Two former PayPal employees at the top

It is a duo of experts who will lead the new division of Facebook. It is in fact the Frenchman Stéphane Kasriel, former head of the freelance recruiting platform Upwork, who spent a few months at PayPal, who is taking over the head. He reports to David Marcus, VP of Novi, who also chaired PayPal from 2012 to 2014. As a co-founder of the association that manages the crypto currency Libra, he also took care of Facebook messages from 2014 to 2018. Among other things, he dealt with e-commerce and payment transactions.

It’s time for Gafa to take part in a race that Apple has taken such a lead that its app recorded 5% of card payments in 2019, according to the Berstein company. A market share that is likely to double from 2025. In the last quarter of 2019, the Apple Pay division generated revenue of $ 1.7 billion (10.8 billion euros).

TikTok: Oracle, the unlikely pretext

The Californian publisher Oracle has started talks with ByteDance, the Chinese owner of TikTok, to buy the American activities of the social network, according to the Financial Times. Larry Ellison’s company competes with Microsoft, the first to show interest in TikTok US before Twitter and Netflix.

After Microsoft, it is an unexpected candidate, Oracle, who has joined the ranks to take over the American operations of the Chinese social network TikTok. The short-format mobile video platform has 800 million users worldwide, 38% between 10 and 19 years and 29% between 20 and 29 years (BusinessofApps figures). Oracle declined to comment on this information in the Financial Times. According to the business newspaper, the software maker founded by Larry Ellison has started preliminary talks with ByteDance, the owner of TikTok, to buy the mobile app’s activities in the US, Canada, Australia and New Zealand. Zealand. The Californian company is reportedly investigating the problem with a group of investors who already own shares in ByteDance, including General Atlantic and Sequoia Capital, according to people familiar with the matter. At the same time, Facebook and Snap are said to be interested in acquiring Dubsmash, an app that matches Tiktok.

Oracle conducts frequent buybacks to complement its broad portfolio of enterprise management solutions. Interest in TikTok seems more surprising as the general public social network is out of its usual scope, even if the short video sharing platform announced a desire to attract business marketing teams more directly in June last year. However, campaign planning on social media is an area that Oracle has invested heavily in in recent years with its cloud digital marketing offering. In addition, its chairman Larry Ellison is one of the few great figures of Silicon Valley who have endorsed Donald Trump.
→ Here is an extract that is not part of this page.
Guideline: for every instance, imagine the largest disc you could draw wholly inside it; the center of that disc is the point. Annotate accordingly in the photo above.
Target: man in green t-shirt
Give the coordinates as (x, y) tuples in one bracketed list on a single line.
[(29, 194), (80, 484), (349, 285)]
TikTok US must be sold in less than 90 days

A few days ago, the President of the United States issued a presidential decree instructing ByteDance to sell its American portion within 90 days (and no more than 45 days). Before turning to the put option after an interview with Microsoft CEO Satya Nadella earlier this month, the American president threatened to ban the social network from the US (already banned in India after incidents with China), which it considered a security threat accused. A few days ago, the Wall Street Journal announced that TikTok had been collecting Android users’ Mac addresses, identifiers used to target advertisements but the use of which is also an invasion of privacy. The social network is being studied on this subject both in France by the CNIL and in the European Union.

In addition to Oracle’s interest in TikTok, the Financial Times also reports that Microsoft has been seriously considering making an offer for all of TikTok’s global operations, in addition to the countries previously included in its takeover proposal. that is, the United States, Canada, Australia, and New Zealand. The company, headed by Satya Nadella, is said to be particularly interested in the European and Indian markets for social networks. In addition to Microsoft and Oracle, Twitter and Netflix have also expressed an interest in buying TikTok’s American operations, with the first less likely than the second to have the financial resources of their ambitions. Whatever the buyer, they will face major challenges, if only to make the social network independent of ByteDance’s back-end technology, the FT points out.